Find the volume of the solid generated by revolving the region bounded by the graphs of the equations about the y-axis.
use the ring method
y=9-x^2,y=0,x=2,x=3
To find the volume of the solid generated by revolving the region bounded by the graphs of the equations about the y-axis using the ring method, we will integrate.

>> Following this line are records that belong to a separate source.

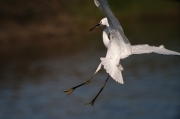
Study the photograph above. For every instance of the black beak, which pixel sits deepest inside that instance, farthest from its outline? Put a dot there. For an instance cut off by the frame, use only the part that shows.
(95, 27)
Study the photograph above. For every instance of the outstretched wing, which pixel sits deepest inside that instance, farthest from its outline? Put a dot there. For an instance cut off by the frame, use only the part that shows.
(141, 49)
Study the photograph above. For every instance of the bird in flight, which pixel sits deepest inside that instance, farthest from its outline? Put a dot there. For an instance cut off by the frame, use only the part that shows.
(118, 47)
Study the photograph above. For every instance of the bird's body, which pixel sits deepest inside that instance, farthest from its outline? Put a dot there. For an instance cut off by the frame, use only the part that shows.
(118, 47)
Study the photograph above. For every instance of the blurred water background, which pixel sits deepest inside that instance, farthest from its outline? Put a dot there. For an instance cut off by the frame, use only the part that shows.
(45, 47)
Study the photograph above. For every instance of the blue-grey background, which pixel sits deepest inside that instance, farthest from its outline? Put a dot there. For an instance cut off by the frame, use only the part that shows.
(45, 47)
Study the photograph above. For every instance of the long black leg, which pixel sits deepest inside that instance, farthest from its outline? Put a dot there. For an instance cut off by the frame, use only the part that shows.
(69, 91)
(92, 102)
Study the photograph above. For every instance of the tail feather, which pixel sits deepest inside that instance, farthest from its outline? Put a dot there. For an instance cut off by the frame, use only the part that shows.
(112, 69)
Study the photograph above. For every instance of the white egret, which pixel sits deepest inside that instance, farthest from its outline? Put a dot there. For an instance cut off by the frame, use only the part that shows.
(118, 47)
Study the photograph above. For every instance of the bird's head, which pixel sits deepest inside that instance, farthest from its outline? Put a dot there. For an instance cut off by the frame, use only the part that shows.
(103, 22)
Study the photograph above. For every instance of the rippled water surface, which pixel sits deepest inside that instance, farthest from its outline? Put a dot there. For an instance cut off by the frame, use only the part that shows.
(32, 89)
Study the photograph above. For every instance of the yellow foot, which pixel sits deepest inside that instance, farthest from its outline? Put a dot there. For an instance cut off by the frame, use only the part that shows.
(69, 91)
(91, 103)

The region bounded by the graphs y = 9 - x^2, y = 0, x = 2, and x = 3 is a region between the curve y = 9 - x^2 and the x-axis, from x = 2 to x = 3.
The outer radius of the ring at x is 3, and the inner radius is 9 - x^2. The volume of each ring is π(outer radius^2 - inner radius^2)dx.
Therefore, the volume of the solid can be calculated as follows:
V = ∫[2, 3] π(3^2 - (9 - x^2)^2)dx
V = π∫[2, 3] (9 - 9 + 2x^2 - x^4)dx
V = π∫[2, 3] (2x^2 - x^4)dx
V = π[(2/3)x^3 - (1/5)x^5] | from 2 to 3
V = π[((2/3)(3)^3 - (1/5)(3)^5) - ((2/3)(2)^3 - (1/5)(2)^5)]
V = π[(2/3)(27) - (1/5)(243) - (2/3)(8) + (1/5)(32)]
V = π[18 - 48.6 - 5.333 + 6.4]
V = π[-29.933]
Therefore, the volume of the solid generated by revolving the region bounded by the graphs of the equations about the y-axis is approximately -94.2π cubic units.